Ionity’s UK charge network allows EV owners to recharge their vehicles in as little as eight minutes via 350kW charge points (where vehicles permit) fed by renewable energy from Octopus Energy.
Chargemaster’s 7,000 charging points – the UK’s largest public network – are being merged with BP’s 1,200 service stations following the sale of Chargemaster to BP. 400 150Kw points will be installed by 2021, 100 of which will appear on BP forecourts by the end of the year. The chargers will deliver 100 miles of range in around 10 minutes.
Click here to find out why the New Renault ZOE is a My Green Pod Hero
Over the next three years, 2,400 new Pod Point EV chargers will arrive in the car parks of 600 Tesco Extra and Superstore branches following a partnership between Tesco and VW.
The UK’s growing network of electric vehicle chargers should help take the edge off fears of running out of power, but what many people don’t realise is that most EV owners charge their cars at home.
2020 Renault ZOE spec
- Max 245 miles range** from new 52kWh battery
- Free 7kW Home Wall Box for eligible customers
- 50kW DC rapid charging gives a 90-mile charge in 30 mins
- 0-62mph in under 10 seconds
- Recycled upholstery available for Iconic
Going the distance
According to the 2018 National Travel Survey, on average 1,041 trips were made by car per car owner. The average distance driven was 7,360 miles, which would make an average trip just over seven miles.
Of course some trips will be further, but according to the RAC the average car is parked up 96% of the time – 80% at home and 16% elsewhere – meaning it’s only actually moving 4% of the time. When you consider that 20% of all car trips are made for shopping, that isn’t too surprising.
Charging at home
Most people park their cars on private property, and that’s why EV owners do most of their charging at home. It’s just like charging your mobile phone: you plug it in overnight and will generally have enough juice in the morning to get you through the day.
When you run out of phone charge you just find your closest plug – which is never far away – and power up. The only difference with an electric car is that your charging cable is always stowed safely in your boot so there’s no danger of forgetting it.
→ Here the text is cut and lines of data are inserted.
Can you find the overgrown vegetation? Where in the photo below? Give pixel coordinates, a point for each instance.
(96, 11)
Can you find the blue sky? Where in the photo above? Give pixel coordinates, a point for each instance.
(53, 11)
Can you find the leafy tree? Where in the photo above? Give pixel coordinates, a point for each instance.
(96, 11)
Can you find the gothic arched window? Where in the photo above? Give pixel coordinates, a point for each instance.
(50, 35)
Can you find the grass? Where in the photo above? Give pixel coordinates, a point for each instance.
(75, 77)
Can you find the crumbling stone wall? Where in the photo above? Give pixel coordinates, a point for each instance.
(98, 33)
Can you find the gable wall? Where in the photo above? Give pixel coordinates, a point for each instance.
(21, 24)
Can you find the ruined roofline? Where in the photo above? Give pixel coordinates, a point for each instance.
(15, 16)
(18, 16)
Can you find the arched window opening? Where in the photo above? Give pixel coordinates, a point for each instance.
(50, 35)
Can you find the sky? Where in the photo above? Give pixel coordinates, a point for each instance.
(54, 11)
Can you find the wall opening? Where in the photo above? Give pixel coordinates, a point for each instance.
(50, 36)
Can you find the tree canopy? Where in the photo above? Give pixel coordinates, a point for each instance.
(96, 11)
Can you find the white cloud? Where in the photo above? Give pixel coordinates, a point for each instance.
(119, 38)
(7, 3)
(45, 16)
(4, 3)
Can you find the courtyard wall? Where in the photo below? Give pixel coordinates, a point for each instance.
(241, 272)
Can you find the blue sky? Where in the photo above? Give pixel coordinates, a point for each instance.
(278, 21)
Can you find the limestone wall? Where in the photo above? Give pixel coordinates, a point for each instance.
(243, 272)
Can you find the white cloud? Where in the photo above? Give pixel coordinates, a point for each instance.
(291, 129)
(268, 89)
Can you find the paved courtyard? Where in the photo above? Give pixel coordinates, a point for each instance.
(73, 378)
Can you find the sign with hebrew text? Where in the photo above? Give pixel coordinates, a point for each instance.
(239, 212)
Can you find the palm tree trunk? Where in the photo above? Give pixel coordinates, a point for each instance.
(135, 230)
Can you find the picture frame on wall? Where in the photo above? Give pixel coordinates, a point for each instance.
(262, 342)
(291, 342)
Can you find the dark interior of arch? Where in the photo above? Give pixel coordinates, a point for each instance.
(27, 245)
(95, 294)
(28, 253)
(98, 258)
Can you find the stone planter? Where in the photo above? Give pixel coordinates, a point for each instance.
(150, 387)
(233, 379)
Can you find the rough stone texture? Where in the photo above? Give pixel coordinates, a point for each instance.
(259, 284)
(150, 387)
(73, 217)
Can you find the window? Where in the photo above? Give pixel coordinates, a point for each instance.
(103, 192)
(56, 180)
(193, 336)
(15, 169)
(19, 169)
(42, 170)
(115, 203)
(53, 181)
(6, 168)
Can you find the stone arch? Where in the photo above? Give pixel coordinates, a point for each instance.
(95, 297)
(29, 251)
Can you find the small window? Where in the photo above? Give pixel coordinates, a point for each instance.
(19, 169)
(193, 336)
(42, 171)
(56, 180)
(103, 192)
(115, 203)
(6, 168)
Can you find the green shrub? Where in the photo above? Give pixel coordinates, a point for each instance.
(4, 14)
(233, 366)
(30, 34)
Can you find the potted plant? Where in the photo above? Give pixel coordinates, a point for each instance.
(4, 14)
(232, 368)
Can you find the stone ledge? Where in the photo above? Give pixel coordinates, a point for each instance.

Gone are the days when a window had to be left open overnight and extension leads routed round the walls to get a charge from your domestic supply; the New ZOE comes with a free wall box to make home charging even easier. The Homecharger is provided and installed by BP Chargemaster PLC and only available to eligible customers.
New tech and design
In addition to a huge improvement in range, Renault has given the New ZOE a brand-new electrical infrastructure. The new suite of safety systems includes Traffic Sign Recognition, Lane Departure Warning, Lane Keeping Assist and Auto High/Low beam headlamps (standard on Iconic) plus Blind Spot Monitoring (standard on GT line).
The Iconic’s seats can be upholstered in a fabric made from recycled seatbelts and plastic waste (PET) materials. Sourcing a short-loop manufacture helps to reduce CO2 emissions by over 60% compared with more traditional upholstery materials.
Like older models, the New ZOE is currently eligible for the plug-in car grant provided by the Office for Low Emission Vehicles (OLEV). You’ll get a grant of £3,500 to offset against the price of the ZOE, with all paperwork handled by Renault.
If you’re running out of excuses not to go electric, don’t panic: you’re not alone.
*Based on NEDC tests **WLTP figures shown are for comparability purposes. Actual real-world driving results may vary depending on factors such as the starting charge of the battery, accessories fitted after registration, weather conditions, driving styles and vehicle load.